We know that Bush took office in January 2001. We know that shortly after he took office, the Hart Rudman report came out -- a massive, years-long blue-ribbon, bipartisan analysis laying out crucial, urgent change recommendations to secure the nation against attack (including setting up a centralized homeland security agency, which would have helped to bring disparate pieces of evidence together to give us a clearer picture of threats). We know that Bush shelved that report, doing nothing with it, and instead indicating that at some indeterminate point in the future Cheney would look into the matter. We know that until September of 2001, the president didn't hold even a single principals meeting on terrorism -- despite the fact Clinton had been holding them weekly, as a way to "shake the trees" to keep people mobilized in addressing the threat. We know that Bush ignored the urgent plans put forward by Tenet and Clarke to take the fight to al Qaeda. We know that Bush instead prioritized upper-class tax cuts. We know that he set modern records for vacation time that first year. We know that when he got a presidential briefing telling him that Bin Laden was determined to strike in America, he went on a month-long vacation to his Texas mansion. And we know that only in the ninth month of that run of incredible negligence did the 9/11 attack get carried out.
That's not to say that the security failure wouldn't have happened if we'd had a decent president. It's possible that it would have, even if we'd had a president who'd implemented the Hart-Rudman reforms in a timely way, and had been having weekly meetings on terrorism, and had put in full work days for the month leading up to the attack, and who'd been "running around with his hair on fire" about the imminent threat, the way guys like Tenet and Clarke were. It's possible that the different pieces of evidence we had about what was about to happen still wouldn't have come together in a way that allowed us to identify the plan and stop it. We'll never know, though, because dumbo was asleep at the switch.
The bulk of the 40-plus percent of the U.S. that voted for Trump over the alternative was not, nor is it, brainless or evil.
Nearly every one of them is brainless or evil. There may have been a few who had poor vision and accidentally checked the wrong box, or were temporarily insane, but they're a rounding error in the big picture.

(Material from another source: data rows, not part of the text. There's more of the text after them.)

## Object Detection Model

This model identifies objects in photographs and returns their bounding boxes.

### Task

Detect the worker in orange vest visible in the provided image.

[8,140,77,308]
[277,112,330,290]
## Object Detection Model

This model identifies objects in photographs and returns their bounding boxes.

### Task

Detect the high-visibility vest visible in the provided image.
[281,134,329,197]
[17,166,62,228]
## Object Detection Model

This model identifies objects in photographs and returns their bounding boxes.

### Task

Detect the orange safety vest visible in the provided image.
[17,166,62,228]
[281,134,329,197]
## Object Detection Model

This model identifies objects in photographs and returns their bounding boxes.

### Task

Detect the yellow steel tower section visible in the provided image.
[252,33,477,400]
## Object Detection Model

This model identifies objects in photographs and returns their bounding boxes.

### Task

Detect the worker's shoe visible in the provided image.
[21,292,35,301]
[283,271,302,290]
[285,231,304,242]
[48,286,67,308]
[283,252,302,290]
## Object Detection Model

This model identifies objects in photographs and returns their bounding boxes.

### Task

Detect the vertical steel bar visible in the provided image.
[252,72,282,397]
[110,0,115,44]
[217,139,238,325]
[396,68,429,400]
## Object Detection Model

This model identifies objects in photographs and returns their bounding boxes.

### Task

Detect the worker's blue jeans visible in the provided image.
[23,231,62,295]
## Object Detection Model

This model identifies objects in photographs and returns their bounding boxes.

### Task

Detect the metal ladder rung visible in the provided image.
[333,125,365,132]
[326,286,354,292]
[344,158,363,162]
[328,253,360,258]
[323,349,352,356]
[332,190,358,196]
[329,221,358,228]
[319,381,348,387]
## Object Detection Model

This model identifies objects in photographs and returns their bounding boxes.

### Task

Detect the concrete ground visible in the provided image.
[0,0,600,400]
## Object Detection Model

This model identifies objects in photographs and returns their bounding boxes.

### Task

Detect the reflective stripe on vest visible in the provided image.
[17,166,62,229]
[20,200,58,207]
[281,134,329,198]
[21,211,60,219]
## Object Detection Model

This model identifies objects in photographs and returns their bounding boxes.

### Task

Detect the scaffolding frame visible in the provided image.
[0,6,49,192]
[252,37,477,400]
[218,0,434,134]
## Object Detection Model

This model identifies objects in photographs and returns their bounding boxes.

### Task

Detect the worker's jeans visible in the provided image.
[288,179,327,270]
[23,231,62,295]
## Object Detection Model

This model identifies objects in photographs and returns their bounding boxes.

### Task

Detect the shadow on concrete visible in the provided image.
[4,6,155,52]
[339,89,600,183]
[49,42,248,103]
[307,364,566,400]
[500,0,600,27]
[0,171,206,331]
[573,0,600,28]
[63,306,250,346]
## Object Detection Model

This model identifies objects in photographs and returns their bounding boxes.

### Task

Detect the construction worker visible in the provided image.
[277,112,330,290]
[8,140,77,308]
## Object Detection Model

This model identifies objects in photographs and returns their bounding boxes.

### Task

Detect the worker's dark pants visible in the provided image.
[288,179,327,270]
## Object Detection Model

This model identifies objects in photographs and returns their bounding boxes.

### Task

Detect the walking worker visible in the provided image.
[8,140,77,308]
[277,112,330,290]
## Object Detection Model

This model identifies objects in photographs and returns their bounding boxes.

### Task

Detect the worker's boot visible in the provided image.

Hillary Clinton says, "I won the places that represent two-thirds of America’s gross domestic product..." -- which means she's ignoring that the places she didn't win have been losing jobs to off-shoring and automation since her husband held office.
As a reminder, those places gained jobs under Clinton, just as they gained jobs under Obama. The job losses occurred under Republican presidencies. Let's take Michigan as an example, since they're one of the ones that went for Trump to throw him the election. Here's what the unemployment rate did under each recent president in Michigan:
GHW Bush +0.9%
Clinton -3.2%
GW Bush +6.5%
Obama -5.9%
Lest you think I'm cherry-picking a single state, here it is for Pennsylvania:
GHW Bush +2.7%
Clinton -3.0%
GW Bush +2.7%
Obama -1.8%
and Wisconsin:
GHW Bush +0.4%
Clinton -0.7%
GW Bush +3.1%
Obama -3.5%
So, for each of those three key states, the pattern was identical: worsening labor markets under the Republicans, improving under the Democrats.
But, sadly, there's a paradoxical effect to these improvements. When times are tough, even racists can be convinced to think about their pocket books ahead of their tribal resentments. And that allows Democrats to win elections after Republicans have trashed the job market. But once things improve, the racists start to take those improvements for granted, and think they have the luxury to vote based on hating "those people" again. So, in a sense you're right that not all those who voted for Trump are brainless or evil. Many of them are brainless AND evil.
I suppose that I should take some satisfaction that they screw themselves while helping people like me, when they vote for Republicans. But they also screw over less fortunate people who were too smart and decent to vote for Republicans, and that's a tragedy.